Historiquement, la grande réconciliation se fit bien sûr pendant les guerres mondiales, et notamment la Seconde, au cours de laquelle on est bien obligé d'admettre que sans l'Angleterre, nous aurions eu grand mal à nous débarrasser de la botte allemande. France libre, résistance, organisation du débarquement: certes, «Si les Ricains n'avaient pas été là, nous serions tous en Germanie», mais c'est aussi à la Grande-Bretagne que nous avons dû notre salut. L'amitié franco-anglaise a depuis été consolidée par les échanges (souvent très) linguistiques entre jeunes Français et Anglais.
Suivent l'intégration européenne, la musique des Beatles et, naturellement, le tunnel sous la Manche (que certains voudraient reboucher) qui a mis ce pays si raillé à quelques heures de la capitale française (et qui a pendant des années eu comme terminus anglais la gare de Waterloo, parce que nous n'avons pas le monopole du cynisme...)
Quelle relation insolite que celle que nous entretenons avec un pays dont il reste encore possible de railler les habitants sur tous les tons sans que cela ne soit considéré comme problématique. Les «angliches», «la perfide Albion», les «Rosbifs», la bouffe dégueulasse, les dents en avant, la météo merdique: de quel autre peuple pourrions-nous nous moquer aussi impunément sans passer pour des racistes crasses?
Affublez n'importe quel autre peuple d'un sobriquet ou généralisez sur la gastronomie de tout autre pays, et socialement vous êtes bons pour le pilori. Même des mots comme «rital» ou «espingouins» ne passent plus. Les «boches», c'est bien fini. Mais les «angliches»? Pas pareil! Ce qui tend à prouver que ce genre de raillerie procède de l'autodérision, la seule qui soit admise lorsqu'on fait usage de termes raciaux. De là à déduire que nous appartenons tous à la même famille, que nous nous identifions les uns aux autres et que c'est peut-être la raison pour laquelle nous aimons tant nous faire mutuellement la nique, il n'y a qu'un pas.

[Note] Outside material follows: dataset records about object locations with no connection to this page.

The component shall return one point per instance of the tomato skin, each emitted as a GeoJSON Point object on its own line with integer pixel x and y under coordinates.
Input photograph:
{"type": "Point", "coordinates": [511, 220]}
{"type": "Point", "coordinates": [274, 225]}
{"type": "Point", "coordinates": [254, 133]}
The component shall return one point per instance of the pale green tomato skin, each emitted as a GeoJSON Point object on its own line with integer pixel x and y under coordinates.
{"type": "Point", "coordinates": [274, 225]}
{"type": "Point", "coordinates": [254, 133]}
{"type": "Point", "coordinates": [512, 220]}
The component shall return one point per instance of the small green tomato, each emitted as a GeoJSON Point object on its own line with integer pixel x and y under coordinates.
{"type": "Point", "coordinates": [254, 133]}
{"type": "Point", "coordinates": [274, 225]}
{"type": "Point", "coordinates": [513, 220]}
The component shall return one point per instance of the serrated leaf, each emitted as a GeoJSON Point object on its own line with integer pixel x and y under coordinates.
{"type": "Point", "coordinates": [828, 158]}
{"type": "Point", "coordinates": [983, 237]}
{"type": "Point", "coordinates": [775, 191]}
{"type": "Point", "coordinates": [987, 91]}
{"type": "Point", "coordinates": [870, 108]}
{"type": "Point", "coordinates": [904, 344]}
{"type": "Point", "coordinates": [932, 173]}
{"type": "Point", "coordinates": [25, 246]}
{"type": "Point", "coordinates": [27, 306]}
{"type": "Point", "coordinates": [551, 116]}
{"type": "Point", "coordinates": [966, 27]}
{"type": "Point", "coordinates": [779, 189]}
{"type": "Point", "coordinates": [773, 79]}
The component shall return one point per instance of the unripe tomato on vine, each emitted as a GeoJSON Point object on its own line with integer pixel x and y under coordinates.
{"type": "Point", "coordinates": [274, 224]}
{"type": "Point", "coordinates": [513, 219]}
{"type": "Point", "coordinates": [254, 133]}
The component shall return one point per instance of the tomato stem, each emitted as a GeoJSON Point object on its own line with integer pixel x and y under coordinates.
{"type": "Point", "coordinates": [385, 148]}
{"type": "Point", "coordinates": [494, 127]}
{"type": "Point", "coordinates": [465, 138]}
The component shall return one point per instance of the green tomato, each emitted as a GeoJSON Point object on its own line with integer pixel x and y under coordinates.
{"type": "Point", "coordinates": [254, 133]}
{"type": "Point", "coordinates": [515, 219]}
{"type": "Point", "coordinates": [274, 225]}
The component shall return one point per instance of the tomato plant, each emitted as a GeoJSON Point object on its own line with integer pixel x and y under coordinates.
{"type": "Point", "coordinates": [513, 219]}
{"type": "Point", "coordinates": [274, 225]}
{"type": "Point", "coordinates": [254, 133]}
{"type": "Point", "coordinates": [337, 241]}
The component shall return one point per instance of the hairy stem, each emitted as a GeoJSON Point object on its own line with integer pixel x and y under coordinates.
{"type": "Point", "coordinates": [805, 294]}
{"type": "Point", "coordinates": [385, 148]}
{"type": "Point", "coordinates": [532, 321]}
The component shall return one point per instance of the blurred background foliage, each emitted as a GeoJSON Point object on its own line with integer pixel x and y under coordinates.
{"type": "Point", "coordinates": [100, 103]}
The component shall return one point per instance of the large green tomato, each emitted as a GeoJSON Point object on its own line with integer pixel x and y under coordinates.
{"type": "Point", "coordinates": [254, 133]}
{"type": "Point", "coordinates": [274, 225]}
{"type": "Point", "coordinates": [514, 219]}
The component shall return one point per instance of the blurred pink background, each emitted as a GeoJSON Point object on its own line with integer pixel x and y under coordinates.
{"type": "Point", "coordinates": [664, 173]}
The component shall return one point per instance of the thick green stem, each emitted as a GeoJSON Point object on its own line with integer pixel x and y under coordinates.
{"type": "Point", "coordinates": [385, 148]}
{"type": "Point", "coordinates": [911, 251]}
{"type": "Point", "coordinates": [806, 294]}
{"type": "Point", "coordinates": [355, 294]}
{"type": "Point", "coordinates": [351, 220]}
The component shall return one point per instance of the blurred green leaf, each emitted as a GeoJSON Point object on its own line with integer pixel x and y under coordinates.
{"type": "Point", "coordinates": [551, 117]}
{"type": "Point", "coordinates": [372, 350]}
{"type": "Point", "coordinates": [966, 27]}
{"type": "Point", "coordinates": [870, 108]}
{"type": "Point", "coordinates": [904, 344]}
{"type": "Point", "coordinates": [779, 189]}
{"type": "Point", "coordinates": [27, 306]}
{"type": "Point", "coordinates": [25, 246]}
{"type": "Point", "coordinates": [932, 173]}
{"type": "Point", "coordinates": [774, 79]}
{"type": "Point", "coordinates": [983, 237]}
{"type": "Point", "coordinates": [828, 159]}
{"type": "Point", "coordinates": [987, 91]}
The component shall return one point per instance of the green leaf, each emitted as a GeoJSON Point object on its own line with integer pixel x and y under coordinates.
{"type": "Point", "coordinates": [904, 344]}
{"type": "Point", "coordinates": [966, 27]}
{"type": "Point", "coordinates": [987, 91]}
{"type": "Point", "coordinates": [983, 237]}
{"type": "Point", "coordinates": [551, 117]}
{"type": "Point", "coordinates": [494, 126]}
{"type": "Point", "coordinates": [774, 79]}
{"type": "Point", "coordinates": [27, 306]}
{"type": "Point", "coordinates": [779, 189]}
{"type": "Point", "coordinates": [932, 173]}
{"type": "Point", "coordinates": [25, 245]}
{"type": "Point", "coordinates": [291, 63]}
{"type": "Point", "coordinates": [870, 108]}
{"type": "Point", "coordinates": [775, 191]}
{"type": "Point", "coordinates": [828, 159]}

Cette hostilité séculaire qui s'est transformée en moquerie permanente ne serait-elle pas tout simplement une forme d'amour?
Le temps de la violence est terminé et il nous faut maintenant gérer des relations humaines et diplomatiques.
Car les relations entre la France et l'Angleterre ressemblent étrangement à une histoire de famille étalée sur un millénaire, une généalogie compliquée et brouillonne où cousins, frères et sœurs se fâchent parfois mortellement pour mieux finir par se retrouver au repas de famille, et où personne, jamais, ne rate une occasion de se casser du sugar sur le dos. «Revoici le temps des canonnières», déplorait Pierre Haski au lendemain de la démonstration de force anglaise dans les eaux anglo-normandes. En effet, les relations sont temporairement à couteaux tirés entre les deux pays, mais plus personne ne croit que la situation puisse dégénérer en conflit militaire.
Malgré le Brexit et la sortie tonitruante et mal organisée de l'Angleterre, telle une ado à peine majeure qui se barre en claquant la porte, malgré les représailles dont la France brandit la menace («ah tu n'as pas besoin de nous? Je te coupe le courant on va voir si tu fais encore ta maline»), au fond le temps de la violence est terminé et il nous faut maintenant gérer des relations humaines et diplomatiques qui, comme dans toutes les familles, prennent une ampleur démesurée sur le moment mais finissent diluées dans les retrouvailles et l'obligation de continuer à avancer ensemble. Parce qu'au fond, la famille, c'est sacré.